J’ai laissé passé le premier message de Patydoc, et je n’aurais pas dû. Donc, merci à vous tous d’en rester là…
Je rappelle l’un des principes qui régissent ce site (voir C’est quoi BDzoom.com, en fin de compte ?) et que je m’efforce de faire respecter, depuis mon retour au poste de rédacteur en chef de BDzoom.com : « Enfin, Bdzoom.com a également son propre forum, et nous vous invitons chaleureusement à vous y exprimer ! Mais attention, sur ce site, on ne parle que de bande dessinée et on reste respectueux envers les autres, notamment envers tous les acteurs de cet étonnant milieu qu’est le 9e art ! »
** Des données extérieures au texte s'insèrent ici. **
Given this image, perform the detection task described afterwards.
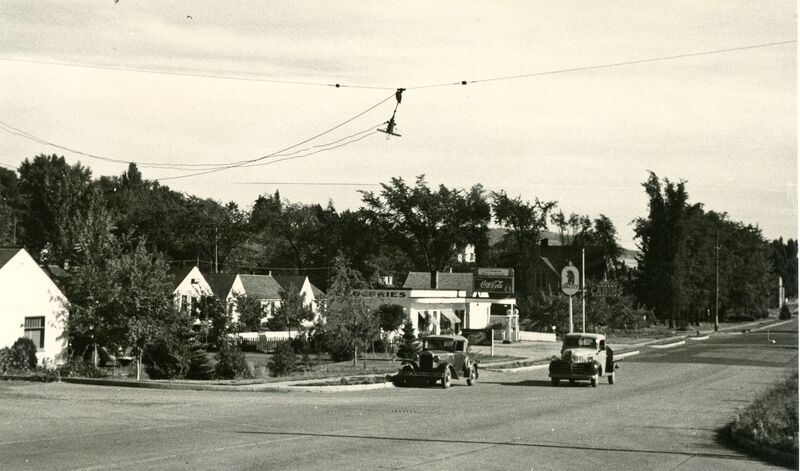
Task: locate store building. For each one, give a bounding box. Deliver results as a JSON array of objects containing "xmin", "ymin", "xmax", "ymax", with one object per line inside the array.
[{"xmin": 355, "ymin": 270, "xmax": 519, "ymax": 341}]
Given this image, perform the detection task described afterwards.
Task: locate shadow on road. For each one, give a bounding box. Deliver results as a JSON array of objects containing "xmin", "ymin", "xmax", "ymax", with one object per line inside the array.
[
  {"xmin": 235, "ymin": 430, "xmax": 755, "ymax": 462},
  {"xmin": 482, "ymin": 379, "xmax": 553, "ymax": 387}
]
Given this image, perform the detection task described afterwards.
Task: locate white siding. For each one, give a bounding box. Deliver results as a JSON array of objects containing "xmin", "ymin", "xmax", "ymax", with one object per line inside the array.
[{"xmin": 0, "ymin": 250, "xmax": 67, "ymax": 364}]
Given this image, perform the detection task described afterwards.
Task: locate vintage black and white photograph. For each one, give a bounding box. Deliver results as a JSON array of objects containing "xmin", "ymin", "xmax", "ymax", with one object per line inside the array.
[{"xmin": 0, "ymin": 2, "xmax": 797, "ymax": 470}]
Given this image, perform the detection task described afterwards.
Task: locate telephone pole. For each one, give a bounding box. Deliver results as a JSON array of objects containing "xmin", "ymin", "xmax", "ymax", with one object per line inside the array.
[
  {"xmin": 214, "ymin": 225, "xmax": 219, "ymax": 273},
  {"xmin": 714, "ymin": 232, "xmax": 719, "ymax": 332}
]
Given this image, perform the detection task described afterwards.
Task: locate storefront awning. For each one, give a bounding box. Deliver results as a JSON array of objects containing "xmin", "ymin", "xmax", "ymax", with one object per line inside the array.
[{"xmin": 440, "ymin": 309, "xmax": 461, "ymax": 324}]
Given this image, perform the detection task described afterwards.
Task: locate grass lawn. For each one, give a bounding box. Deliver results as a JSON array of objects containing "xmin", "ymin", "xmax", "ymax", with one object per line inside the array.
[{"xmin": 728, "ymin": 370, "xmax": 798, "ymax": 454}]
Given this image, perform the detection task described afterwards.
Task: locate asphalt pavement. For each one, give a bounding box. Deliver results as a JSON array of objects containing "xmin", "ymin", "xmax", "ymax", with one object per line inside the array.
[{"xmin": 0, "ymin": 318, "xmax": 795, "ymax": 470}]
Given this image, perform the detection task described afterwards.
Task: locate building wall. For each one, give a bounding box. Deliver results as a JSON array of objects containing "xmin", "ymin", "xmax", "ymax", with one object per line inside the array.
[
  {"xmin": 0, "ymin": 250, "xmax": 67, "ymax": 364},
  {"xmin": 173, "ymin": 267, "xmax": 213, "ymax": 313}
]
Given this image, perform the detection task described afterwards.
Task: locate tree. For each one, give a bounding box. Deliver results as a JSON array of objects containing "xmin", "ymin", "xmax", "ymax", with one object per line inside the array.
[
  {"xmin": 16, "ymin": 154, "xmax": 96, "ymax": 261},
  {"xmin": 183, "ymin": 197, "xmax": 251, "ymax": 272},
  {"xmin": 194, "ymin": 296, "xmax": 231, "ymax": 349},
  {"xmin": 395, "ymin": 318, "xmax": 420, "ymax": 360},
  {"xmin": 361, "ymin": 176, "xmax": 491, "ymax": 287},
  {"xmin": 266, "ymin": 289, "xmax": 314, "ymax": 335},
  {"xmin": 376, "ymin": 304, "xmax": 406, "ymax": 333},
  {"xmin": 319, "ymin": 253, "xmax": 378, "ymax": 362},
  {"xmin": 492, "ymin": 191, "xmax": 557, "ymax": 291},
  {"xmin": 234, "ymin": 294, "xmax": 264, "ymax": 332},
  {"xmin": 590, "ymin": 214, "xmax": 623, "ymax": 278}
]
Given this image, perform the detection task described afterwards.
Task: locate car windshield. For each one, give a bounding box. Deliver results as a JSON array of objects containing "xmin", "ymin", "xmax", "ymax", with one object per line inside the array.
[
  {"xmin": 564, "ymin": 337, "xmax": 597, "ymax": 349},
  {"xmin": 424, "ymin": 338, "xmax": 454, "ymax": 351}
]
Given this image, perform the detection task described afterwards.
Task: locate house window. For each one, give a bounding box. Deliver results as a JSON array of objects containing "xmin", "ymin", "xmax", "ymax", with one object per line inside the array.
[
  {"xmin": 24, "ymin": 317, "xmax": 45, "ymax": 349},
  {"xmin": 181, "ymin": 295, "xmax": 188, "ymax": 312}
]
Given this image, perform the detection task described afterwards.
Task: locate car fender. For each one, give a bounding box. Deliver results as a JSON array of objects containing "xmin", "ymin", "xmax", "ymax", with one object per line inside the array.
[
  {"xmin": 439, "ymin": 362, "xmax": 458, "ymax": 379},
  {"xmin": 399, "ymin": 360, "xmax": 418, "ymax": 373}
]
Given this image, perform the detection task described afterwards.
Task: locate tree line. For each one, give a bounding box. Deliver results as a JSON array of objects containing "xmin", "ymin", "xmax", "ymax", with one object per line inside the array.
[{"xmin": 0, "ymin": 155, "xmax": 795, "ymax": 343}]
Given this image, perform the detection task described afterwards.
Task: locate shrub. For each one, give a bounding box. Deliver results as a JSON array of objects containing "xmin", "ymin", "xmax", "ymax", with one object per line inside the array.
[
  {"xmin": 729, "ymin": 370, "xmax": 798, "ymax": 453},
  {"xmin": 59, "ymin": 357, "xmax": 102, "ymax": 378},
  {"xmin": 143, "ymin": 341, "xmax": 190, "ymax": 380},
  {"xmin": 395, "ymin": 319, "xmax": 420, "ymax": 361},
  {"xmin": 214, "ymin": 338, "xmax": 250, "ymax": 379},
  {"xmin": 11, "ymin": 337, "xmax": 38, "ymax": 370},
  {"xmin": 185, "ymin": 344, "xmax": 214, "ymax": 380},
  {"xmin": 268, "ymin": 341, "xmax": 296, "ymax": 377},
  {"xmin": 779, "ymin": 304, "xmax": 791, "ymax": 320},
  {"xmin": 371, "ymin": 337, "xmax": 388, "ymax": 354}
]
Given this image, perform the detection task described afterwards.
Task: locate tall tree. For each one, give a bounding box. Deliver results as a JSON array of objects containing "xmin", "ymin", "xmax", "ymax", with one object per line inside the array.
[
  {"xmin": 17, "ymin": 154, "xmax": 95, "ymax": 261},
  {"xmin": 361, "ymin": 176, "xmax": 491, "ymax": 288},
  {"xmin": 491, "ymin": 191, "xmax": 557, "ymax": 291}
]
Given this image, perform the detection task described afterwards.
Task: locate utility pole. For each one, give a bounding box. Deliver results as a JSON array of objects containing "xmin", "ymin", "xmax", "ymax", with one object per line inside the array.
[
  {"xmin": 581, "ymin": 248, "xmax": 586, "ymax": 333},
  {"xmin": 714, "ymin": 232, "xmax": 719, "ymax": 332},
  {"xmin": 214, "ymin": 225, "xmax": 219, "ymax": 273}
]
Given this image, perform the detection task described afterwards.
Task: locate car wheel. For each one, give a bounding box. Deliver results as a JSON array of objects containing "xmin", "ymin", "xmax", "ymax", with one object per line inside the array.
[
  {"xmin": 442, "ymin": 369, "xmax": 451, "ymax": 389},
  {"xmin": 551, "ymin": 377, "xmax": 560, "ymax": 386},
  {"xmin": 608, "ymin": 373, "xmax": 615, "ymax": 385},
  {"xmin": 467, "ymin": 366, "xmax": 477, "ymax": 386},
  {"xmin": 591, "ymin": 375, "xmax": 598, "ymax": 388}
]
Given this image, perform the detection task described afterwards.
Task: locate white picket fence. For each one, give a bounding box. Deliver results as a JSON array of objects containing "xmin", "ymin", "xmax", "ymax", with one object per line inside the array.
[{"xmin": 517, "ymin": 331, "xmax": 557, "ymax": 342}]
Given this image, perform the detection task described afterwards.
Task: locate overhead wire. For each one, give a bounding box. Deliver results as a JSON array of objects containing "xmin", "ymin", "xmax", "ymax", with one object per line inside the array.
[{"xmin": 158, "ymin": 93, "xmax": 395, "ymax": 180}]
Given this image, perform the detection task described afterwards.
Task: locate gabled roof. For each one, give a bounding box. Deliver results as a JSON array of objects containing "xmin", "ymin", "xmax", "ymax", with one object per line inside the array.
[
  {"xmin": 274, "ymin": 275, "xmax": 325, "ymax": 298},
  {"xmin": 168, "ymin": 265, "xmax": 196, "ymax": 288},
  {"xmin": 239, "ymin": 274, "xmax": 284, "ymax": 300},
  {"xmin": 205, "ymin": 273, "xmax": 239, "ymax": 298},
  {"xmin": 0, "ymin": 247, "xmax": 21, "ymax": 270},
  {"xmin": 403, "ymin": 272, "xmax": 474, "ymax": 291}
]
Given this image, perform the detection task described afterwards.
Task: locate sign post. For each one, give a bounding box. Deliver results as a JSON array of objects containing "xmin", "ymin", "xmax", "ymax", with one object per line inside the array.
[{"xmin": 561, "ymin": 263, "xmax": 580, "ymax": 333}]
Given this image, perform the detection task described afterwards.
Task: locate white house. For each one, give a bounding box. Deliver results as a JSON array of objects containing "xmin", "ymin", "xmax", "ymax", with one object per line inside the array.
[
  {"xmin": 170, "ymin": 265, "xmax": 213, "ymax": 314},
  {"xmin": 0, "ymin": 248, "xmax": 68, "ymax": 364}
]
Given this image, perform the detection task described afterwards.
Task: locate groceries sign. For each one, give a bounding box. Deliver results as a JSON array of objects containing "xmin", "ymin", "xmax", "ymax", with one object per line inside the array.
[{"xmin": 474, "ymin": 268, "xmax": 514, "ymax": 294}]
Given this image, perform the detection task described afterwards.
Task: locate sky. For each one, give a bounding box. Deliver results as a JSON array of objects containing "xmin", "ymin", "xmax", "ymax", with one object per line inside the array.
[{"xmin": 0, "ymin": 1, "xmax": 796, "ymax": 249}]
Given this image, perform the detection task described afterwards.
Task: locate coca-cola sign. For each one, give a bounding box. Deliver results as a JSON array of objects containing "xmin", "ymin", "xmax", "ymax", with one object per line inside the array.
[{"xmin": 474, "ymin": 275, "xmax": 514, "ymax": 293}]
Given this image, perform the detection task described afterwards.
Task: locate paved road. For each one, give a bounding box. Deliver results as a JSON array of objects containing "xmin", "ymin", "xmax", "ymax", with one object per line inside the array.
[{"xmin": 0, "ymin": 319, "xmax": 796, "ymax": 470}]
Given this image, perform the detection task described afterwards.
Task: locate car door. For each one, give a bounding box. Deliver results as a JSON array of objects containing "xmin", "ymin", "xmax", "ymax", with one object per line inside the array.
[{"xmin": 453, "ymin": 340, "xmax": 466, "ymax": 375}]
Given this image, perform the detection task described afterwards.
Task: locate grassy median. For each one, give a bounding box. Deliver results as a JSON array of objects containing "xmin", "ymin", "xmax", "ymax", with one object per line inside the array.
[{"xmin": 726, "ymin": 369, "xmax": 798, "ymax": 458}]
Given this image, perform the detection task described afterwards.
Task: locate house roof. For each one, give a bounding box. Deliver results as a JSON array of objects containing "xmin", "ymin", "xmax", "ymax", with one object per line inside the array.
[
  {"xmin": 205, "ymin": 273, "xmax": 239, "ymax": 298},
  {"xmin": 274, "ymin": 275, "xmax": 325, "ymax": 298},
  {"xmin": 239, "ymin": 274, "xmax": 285, "ymax": 300},
  {"xmin": 403, "ymin": 272, "xmax": 474, "ymax": 291},
  {"xmin": 168, "ymin": 265, "xmax": 196, "ymax": 288},
  {"xmin": 0, "ymin": 247, "xmax": 21, "ymax": 270}
]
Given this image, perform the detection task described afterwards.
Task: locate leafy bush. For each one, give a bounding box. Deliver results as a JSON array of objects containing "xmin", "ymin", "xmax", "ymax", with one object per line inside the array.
[
  {"xmin": 185, "ymin": 344, "xmax": 213, "ymax": 380},
  {"xmin": 729, "ymin": 370, "xmax": 798, "ymax": 453},
  {"xmin": 58, "ymin": 357, "xmax": 102, "ymax": 378},
  {"xmin": 268, "ymin": 341, "xmax": 296, "ymax": 377},
  {"xmin": 11, "ymin": 337, "xmax": 38, "ymax": 370},
  {"xmin": 143, "ymin": 340, "xmax": 189, "ymax": 380},
  {"xmin": 779, "ymin": 304, "xmax": 791, "ymax": 320},
  {"xmin": 371, "ymin": 337, "xmax": 388, "ymax": 353},
  {"xmin": 214, "ymin": 338, "xmax": 250, "ymax": 379},
  {"xmin": 395, "ymin": 319, "xmax": 420, "ymax": 361}
]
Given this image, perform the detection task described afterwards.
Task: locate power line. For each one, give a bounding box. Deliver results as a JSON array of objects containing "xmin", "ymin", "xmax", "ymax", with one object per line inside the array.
[
  {"xmin": 0, "ymin": 56, "xmax": 395, "ymax": 90},
  {"xmin": 234, "ymin": 182, "xmax": 379, "ymax": 186},
  {"xmin": 406, "ymin": 40, "xmax": 797, "ymax": 89},
  {"xmin": 0, "ymin": 94, "xmax": 393, "ymax": 178},
  {"xmin": 1, "ymin": 40, "xmax": 793, "ymax": 92}
]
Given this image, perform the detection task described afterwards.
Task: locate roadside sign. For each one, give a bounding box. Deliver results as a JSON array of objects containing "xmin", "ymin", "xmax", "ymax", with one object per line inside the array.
[{"xmin": 561, "ymin": 265, "xmax": 580, "ymax": 296}]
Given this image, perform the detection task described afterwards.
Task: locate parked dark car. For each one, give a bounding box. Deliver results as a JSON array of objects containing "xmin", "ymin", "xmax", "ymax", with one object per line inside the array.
[{"xmin": 395, "ymin": 335, "xmax": 478, "ymax": 388}]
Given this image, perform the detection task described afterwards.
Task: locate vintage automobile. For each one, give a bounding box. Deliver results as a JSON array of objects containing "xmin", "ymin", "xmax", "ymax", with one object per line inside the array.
[
  {"xmin": 395, "ymin": 335, "xmax": 478, "ymax": 388},
  {"xmin": 548, "ymin": 333, "xmax": 616, "ymax": 387}
]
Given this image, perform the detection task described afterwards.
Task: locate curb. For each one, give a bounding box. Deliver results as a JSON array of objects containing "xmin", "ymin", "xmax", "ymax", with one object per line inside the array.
[
  {"xmin": 651, "ymin": 340, "xmax": 686, "ymax": 349},
  {"xmin": 61, "ymin": 376, "xmax": 395, "ymax": 393},
  {"xmin": 687, "ymin": 335, "xmax": 710, "ymax": 341},
  {"xmin": 750, "ymin": 319, "xmax": 794, "ymax": 332},
  {"xmin": 718, "ymin": 425, "xmax": 798, "ymax": 469},
  {"xmin": 488, "ymin": 349, "xmax": 642, "ymax": 373},
  {"xmin": 615, "ymin": 350, "xmax": 640, "ymax": 360}
]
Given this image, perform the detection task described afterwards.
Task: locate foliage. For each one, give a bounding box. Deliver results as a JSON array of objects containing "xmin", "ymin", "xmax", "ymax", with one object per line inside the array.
[
  {"xmin": 234, "ymin": 294, "xmax": 265, "ymax": 332},
  {"xmin": 143, "ymin": 336, "xmax": 190, "ymax": 380},
  {"xmin": 770, "ymin": 238, "xmax": 798, "ymax": 299},
  {"xmin": 376, "ymin": 304, "xmax": 405, "ymax": 333},
  {"xmin": 266, "ymin": 288, "xmax": 314, "ymax": 334},
  {"xmin": 361, "ymin": 176, "xmax": 491, "ymax": 283},
  {"xmin": 194, "ymin": 296, "xmax": 231, "ymax": 350},
  {"xmin": 214, "ymin": 337, "xmax": 250, "ymax": 379},
  {"xmin": 729, "ymin": 370, "xmax": 798, "ymax": 453},
  {"xmin": 185, "ymin": 343, "xmax": 214, "ymax": 380},
  {"xmin": 779, "ymin": 304, "xmax": 791, "ymax": 320},
  {"xmin": 11, "ymin": 337, "xmax": 38, "ymax": 370},
  {"xmin": 395, "ymin": 318, "xmax": 420, "ymax": 360},
  {"xmin": 267, "ymin": 341, "xmax": 296, "ymax": 377},
  {"xmin": 634, "ymin": 172, "xmax": 774, "ymax": 327},
  {"xmin": 319, "ymin": 253, "xmax": 378, "ymax": 362},
  {"xmin": 182, "ymin": 197, "xmax": 251, "ymax": 271},
  {"xmin": 57, "ymin": 357, "xmax": 102, "ymax": 378},
  {"xmin": 492, "ymin": 191, "xmax": 557, "ymax": 290}
]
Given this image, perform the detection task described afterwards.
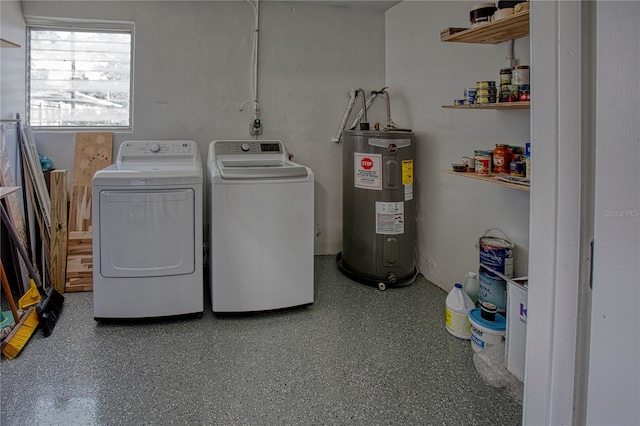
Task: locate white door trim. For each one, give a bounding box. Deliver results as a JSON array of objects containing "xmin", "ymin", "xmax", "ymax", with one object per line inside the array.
[{"xmin": 525, "ymin": 1, "xmax": 585, "ymax": 424}]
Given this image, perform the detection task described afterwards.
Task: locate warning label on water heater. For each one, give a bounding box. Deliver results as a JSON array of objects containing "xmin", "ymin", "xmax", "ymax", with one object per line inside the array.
[
  {"xmin": 354, "ymin": 153, "xmax": 382, "ymax": 190},
  {"xmin": 375, "ymin": 201, "xmax": 404, "ymax": 234}
]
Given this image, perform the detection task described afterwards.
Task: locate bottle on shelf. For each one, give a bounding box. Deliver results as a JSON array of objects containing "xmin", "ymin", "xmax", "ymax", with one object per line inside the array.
[
  {"xmin": 463, "ymin": 272, "xmax": 480, "ymax": 305},
  {"xmin": 493, "ymin": 144, "xmax": 512, "ymax": 173}
]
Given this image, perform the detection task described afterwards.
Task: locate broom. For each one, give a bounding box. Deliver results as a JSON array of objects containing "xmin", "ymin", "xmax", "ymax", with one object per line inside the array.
[
  {"xmin": 1, "ymin": 260, "xmax": 39, "ymax": 360},
  {"xmin": 1, "ymin": 202, "xmax": 64, "ymax": 337}
]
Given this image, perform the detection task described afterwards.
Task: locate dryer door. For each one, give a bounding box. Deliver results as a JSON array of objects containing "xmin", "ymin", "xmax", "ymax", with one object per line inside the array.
[{"xmin": 99, "ymin": 189, "xmax": 195, "ymax": 278}]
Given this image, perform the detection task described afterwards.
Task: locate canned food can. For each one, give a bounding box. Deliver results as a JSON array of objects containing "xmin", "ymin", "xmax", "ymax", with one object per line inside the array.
[
  {"xmin": 510, "ymin": 161, "xmax": 526, "ymax": 177},
  {"xmin": 500, "ymin": 85, "xmax": 510, "ymax": 102},
  {"xmin": 463, "ymin": 156, "xmax": 475, "ymax": 171},
  {"xmin": 477, "ymin": 81, "xmax": 492, "ymax": 89},
  {"xmin": 454, "ymin": 99, "xmax": 465, "ymax": 105},
  {"xmin": 476, "ymin": 96, "xmax": 490, "ymax": 104},
  {"xmin": 500, "ymin": 68, "xmax": 512, "ymax": 85},
  {"xmin": 508, "ymin": 85, "xmax": 520, "ymax": 102},
  {"xmin": 464, "ymin": 98, "xmax": 476, "ymax": 105},
  {"xmin": 474, "ymin": 150, "xmax": 492, "ymax": 176},
  {"xmin": 477, "ymin": 88, "xmax": 490, "ymax": 97}
]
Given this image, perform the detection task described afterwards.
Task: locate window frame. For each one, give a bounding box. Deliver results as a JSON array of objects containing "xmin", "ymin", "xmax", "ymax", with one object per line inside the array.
[{"xmin": 25, "ymin": 16, "xmax": 135, "ymax": 131}]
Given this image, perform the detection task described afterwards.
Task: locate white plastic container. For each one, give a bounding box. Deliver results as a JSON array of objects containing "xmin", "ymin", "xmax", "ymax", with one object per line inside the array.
[
  {"xmin": 463, "ymin": 272, "xmax": 480, "ymax": 304},
  {"xmin": 468, "ymin": 308, "xmax": 506, "ymax": 352},
  {"xmin": 445, "ymin": 283, "xmax": 475, "ymax": 340}
]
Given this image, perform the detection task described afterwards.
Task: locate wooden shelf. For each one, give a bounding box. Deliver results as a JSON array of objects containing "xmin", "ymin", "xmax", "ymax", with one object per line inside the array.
[
  {"xmin": 441, "ymin": 11, "xmax": 529, "ymax": 44},
  {"xmin": 442, "ymin": 170, "xmax": 530, "ymax": 192},
  {"xmin": 1, "ymin": 38, "xmax": 20, "ymax": 48},
  {"xmin": 443, "ymin": 101, "xmax": 529, "ymax": 110}
]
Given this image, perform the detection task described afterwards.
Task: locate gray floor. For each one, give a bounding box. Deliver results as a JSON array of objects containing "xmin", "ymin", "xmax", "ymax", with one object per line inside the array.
[{"xmin": 1, "ymin": 256, "xmax": 522, "ymax": 425}]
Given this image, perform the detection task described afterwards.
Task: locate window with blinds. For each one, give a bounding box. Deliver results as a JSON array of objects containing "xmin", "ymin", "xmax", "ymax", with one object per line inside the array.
[{"xmin": 27, "ymin": 19, "xmax": 134, "ymax": 129}]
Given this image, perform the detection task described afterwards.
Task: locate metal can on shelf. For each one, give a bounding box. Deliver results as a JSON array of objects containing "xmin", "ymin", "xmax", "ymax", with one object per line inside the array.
[
  {"xmin": 474, "ymin": 150, "xmax": 493, "ymax": 176},
  {"xmin": 510, "ymin": 160, "xmax": 526, "ymax": 177},
  {"xmin": 500, "ymin": 68, "xmax": 512, "ymax": 86}
]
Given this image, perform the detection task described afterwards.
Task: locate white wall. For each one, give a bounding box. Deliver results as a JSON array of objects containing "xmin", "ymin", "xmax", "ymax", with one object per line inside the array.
[
  {"xmin": 385, "ymin": 2, "xmax": 530, "ymax": 291},
  {"xmin": 20, "ymin": 0, "xmax": 390, "ymax": 255},
  {"xmin": 1, "ymin": 0, "xmax": 26, "ymax": 120}
]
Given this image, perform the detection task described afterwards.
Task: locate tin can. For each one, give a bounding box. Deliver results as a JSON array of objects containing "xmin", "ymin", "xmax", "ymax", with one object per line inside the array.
[
  {"xmin": 477, "ymin": 88, "xmax": 490, "ymax": 97},
  {"xmin": 474, "ymin": 150, "xmax": 492, "ymax": 176},
  {"xmin": 493, "ymin": 144, "xmax": 512, "ymax": 173},
  {"xmin": 508, "ymin": 85, "xmax": 520, "ymax": 102},
  {"xmin": 462, "ymin": 156, "xmax": 475, "ymax": 171},
  {"xmin": 500, "ymin": 85, "xmax": 510, "ymax": 102},
  {"xmin": 477, "ymin": 81, "xmax": 492, "ymax": 89},
  {"xmin": 454, "ymin": 99, "xmax": 465, "ymax": 105},
  {"xmin": 512, "ymin": 65, "xmax": 530, "ymax": 86},
  {"xmin": 464, "ymin": 98, "xmax": 476, "ymax": 105},
  {"xmin": 500, "ymin": 68, "xmax": 512, "ymax": 85},
  {"xmin": 464, "ymin": 88, "xmax": 477, "ymax": 99},
  {"xmin": 476, "ymin": 96, "xmax": 490, "ymax": 104},
  {"xmin": 510, "ymin": 161, "xmax": 526, "ymax": 177}
]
Par ailleurs, je redis ce que j’ai exprimé précédemment lors d’une réaction intempestive sur le sujet « Blueberry » par Blain et Sfar : « Tout le monde a le droit de donner son opinion sur ce site et je vous remercie de donner votre avis, mais merci de rester « zen » et de ne pas insulter les auteurs, quoiqu’on pense de leur travail. Il y a d’autres lieux pour ça sur Internet ! Avis, d’ailleurs, à la population habituée du forum de BDzoom.com : je ne laisserais plus passer certains excès ! »
J’espère avoir été clair !
Bien cordialement et respectueusement…
Gilles Ratier
Est-ce que je peux quand même écrire que je trouve les personnages de Juillard encore plus raides et figés que d’habitude ?
Tant que l’on reste respectueux, correct et qu’on insulte pas les auteurs, il n’y a aucun problème !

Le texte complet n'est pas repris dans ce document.